SELECT ProductModelID  
FROM   Production.ProductModel  
WHERE CatalogDescription.exist('  
             declare namespace PD="https://schemas.microsoft.com/sqlserver/2004/07/adventure-works/ProductModelDescription";  
             declare namespace wm="https://schemas.microsoft.com/sqlserver/2004/07/adventure-works/ProductModelWarrAndMain";  
             /child::PD:ProductDescription/child::PD:Features[wm:*]  
             ') = 1  

Note the following from the previous query:

  • The WHERE clause specifies the exist() method (XML data type).
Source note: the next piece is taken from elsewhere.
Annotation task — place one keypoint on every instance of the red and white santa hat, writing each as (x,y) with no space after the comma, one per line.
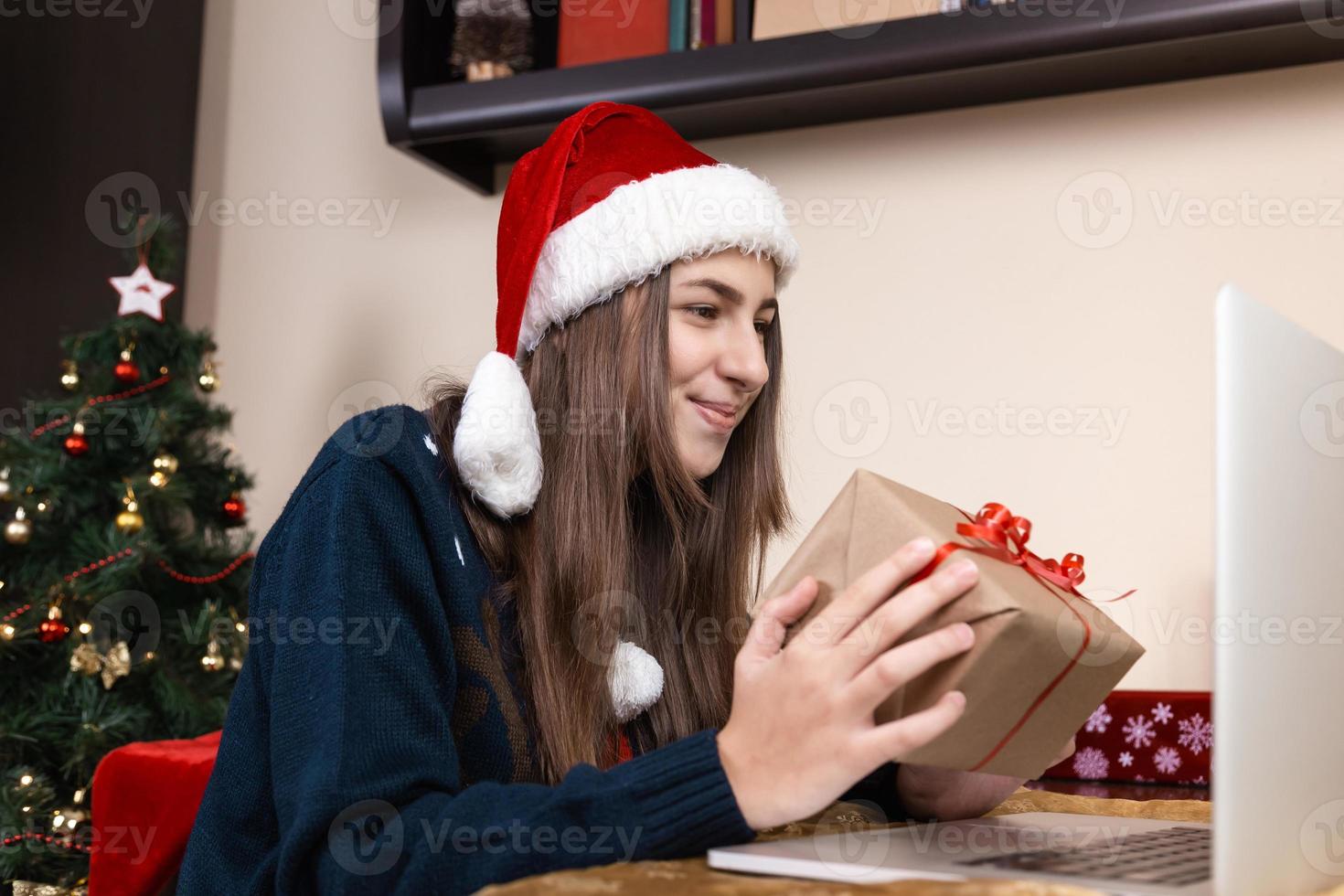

  • The path expression inside the exist() method specifies a predicate in the second step. If the predicate expression returns a sequence of at least one feature, the truth value of this predicate expression is True. In this case, because the exist() method returns a True, the ProductModelID is returned.

Static Typing and Predicate Filters

The predicates may also affect the statically inferred type of an expression. Integer literal values and the last() function reduce the cardinality of the filtered step expression to at most one.